- The Washington Times - Thursday, September 8, 2005

The Justice Department yesterday challenged a National Association of Realtors policy it said stifles competition from real estate brokers who use the Internet to offer better services and lower costs to consumers.

In a lawsuit filed in U.S. District Court in Chicago, the department challenged the group’s policy of allowing its members to exclude their listings from other brokers’ Web sites.

The practice threatens to prop up an outmoded business model and harm consumers who want to reduce their costs, the suit says.

“The purchase of a home is one of the most significant financial decisions a family can make, and NAR’s policy stifles competition to advantage some of its members at the expense of home buyers and sellers across the country,” said Deputy Assistant Attorney General J. Bruce McDonald. “Consumers benefit when real estate brokers are free to compete vigorously by offering innovative services.”

Although the NAR yesterday adopted a revised policy, the new steps weren’t enough to ward off the lawsuit because the group retained brokers’ ability to discriminate against competitors who post listings online, Mr. McDonald said.

The association said its new policy took into account Justice Department concerns. Initially, listing agents were allowed to withhold information on available homes from specific Web sites. The revised policy says that, when an agent chooses, listings will not be displayed on any Web site.

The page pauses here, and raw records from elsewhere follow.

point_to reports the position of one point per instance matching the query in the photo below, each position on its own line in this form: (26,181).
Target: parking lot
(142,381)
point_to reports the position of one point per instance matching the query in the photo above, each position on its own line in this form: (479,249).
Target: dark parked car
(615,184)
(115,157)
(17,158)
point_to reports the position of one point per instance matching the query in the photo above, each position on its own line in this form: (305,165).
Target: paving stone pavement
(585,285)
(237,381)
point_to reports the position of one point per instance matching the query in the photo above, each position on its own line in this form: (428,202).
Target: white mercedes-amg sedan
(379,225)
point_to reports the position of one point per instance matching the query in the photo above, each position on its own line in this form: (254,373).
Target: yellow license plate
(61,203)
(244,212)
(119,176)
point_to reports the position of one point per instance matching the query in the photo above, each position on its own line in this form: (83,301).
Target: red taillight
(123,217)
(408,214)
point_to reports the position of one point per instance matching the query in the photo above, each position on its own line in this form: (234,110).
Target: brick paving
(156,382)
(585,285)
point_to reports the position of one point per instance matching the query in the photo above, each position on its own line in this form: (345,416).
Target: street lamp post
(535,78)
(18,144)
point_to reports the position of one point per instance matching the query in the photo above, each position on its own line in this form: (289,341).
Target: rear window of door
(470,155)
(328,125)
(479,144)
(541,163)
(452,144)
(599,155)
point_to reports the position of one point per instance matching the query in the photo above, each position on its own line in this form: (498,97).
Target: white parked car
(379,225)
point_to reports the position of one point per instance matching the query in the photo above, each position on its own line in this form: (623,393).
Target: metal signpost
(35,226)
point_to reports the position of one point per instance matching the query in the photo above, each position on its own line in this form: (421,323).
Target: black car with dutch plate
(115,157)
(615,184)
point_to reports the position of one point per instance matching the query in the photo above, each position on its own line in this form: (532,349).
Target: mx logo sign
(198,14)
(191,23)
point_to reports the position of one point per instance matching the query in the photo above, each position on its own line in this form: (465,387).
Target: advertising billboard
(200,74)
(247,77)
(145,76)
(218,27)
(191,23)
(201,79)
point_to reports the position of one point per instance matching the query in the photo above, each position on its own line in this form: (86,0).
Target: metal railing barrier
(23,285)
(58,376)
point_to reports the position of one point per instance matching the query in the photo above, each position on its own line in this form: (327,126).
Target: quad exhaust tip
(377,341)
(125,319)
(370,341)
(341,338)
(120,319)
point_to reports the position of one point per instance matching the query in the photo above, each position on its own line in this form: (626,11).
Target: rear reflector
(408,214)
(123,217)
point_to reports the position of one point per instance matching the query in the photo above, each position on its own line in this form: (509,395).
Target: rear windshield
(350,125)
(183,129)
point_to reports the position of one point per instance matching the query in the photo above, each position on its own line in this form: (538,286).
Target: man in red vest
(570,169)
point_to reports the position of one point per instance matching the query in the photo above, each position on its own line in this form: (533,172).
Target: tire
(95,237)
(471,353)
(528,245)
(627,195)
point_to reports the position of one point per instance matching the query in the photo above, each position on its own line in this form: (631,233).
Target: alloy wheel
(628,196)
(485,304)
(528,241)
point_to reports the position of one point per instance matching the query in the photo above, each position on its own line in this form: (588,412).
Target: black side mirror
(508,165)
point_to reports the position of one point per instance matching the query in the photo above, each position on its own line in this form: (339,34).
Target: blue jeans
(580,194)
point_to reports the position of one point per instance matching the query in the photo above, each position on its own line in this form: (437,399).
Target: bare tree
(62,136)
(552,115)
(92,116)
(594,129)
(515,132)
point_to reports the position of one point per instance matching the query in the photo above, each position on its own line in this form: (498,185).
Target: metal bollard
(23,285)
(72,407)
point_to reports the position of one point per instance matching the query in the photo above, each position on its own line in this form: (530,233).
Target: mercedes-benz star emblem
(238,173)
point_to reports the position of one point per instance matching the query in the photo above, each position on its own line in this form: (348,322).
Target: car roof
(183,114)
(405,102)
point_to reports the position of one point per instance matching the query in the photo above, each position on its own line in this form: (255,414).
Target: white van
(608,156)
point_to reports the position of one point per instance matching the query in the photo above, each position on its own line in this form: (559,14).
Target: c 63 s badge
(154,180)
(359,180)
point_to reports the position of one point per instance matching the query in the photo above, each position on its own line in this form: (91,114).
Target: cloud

“The policy does not discriminate against any brokerage model, including discount brokers,” said Al Mansell, president of the association.

In most markets, brokers share information about properties for sale, known as listings, through the local Multiple Listing Service — a joint venture among competing brokers. It said participation in the MLS makes it possible for a broker to provide customers with listings for all properties for sale in the community, which is critical to compete in the local market.

Traditionally, brokers provide listings for properties to their customers in a variety of ways, such as by hand at their offices or by mail, fax or e-mail. Some brokers have begun offering services to their customers over the Internet, the Justice Department said, using office Web sites or password-protected Internet sites that allow customers to search the MLS database on their own.

Delivering listings over the Internet, the department said, gives Web-savvy consumers more control over their search for a home, allowing them to educate themselves about their options at their own pace. It said this allows brokers to reduce the time agents spend searching the MLS database or showing homes the customer dislikes.

In its suit, the department said NAR’s policy restrains competition by requiring NAR-affiliated MLSs to adopt rules that allow brokers to withhold clients’ listings from other brokers’ Web sites by means of an “opt out.”

In essence, the suit said, the policy enables traditional brokers to block their competitors’ customers from having full online access to all the MLS listings.

The suit said the NAR policy significantly alters the rules that govern MLSs by permitting traditional brokers to discriminate against other brokers based on their business model, denying them the full benefits of MLS participation.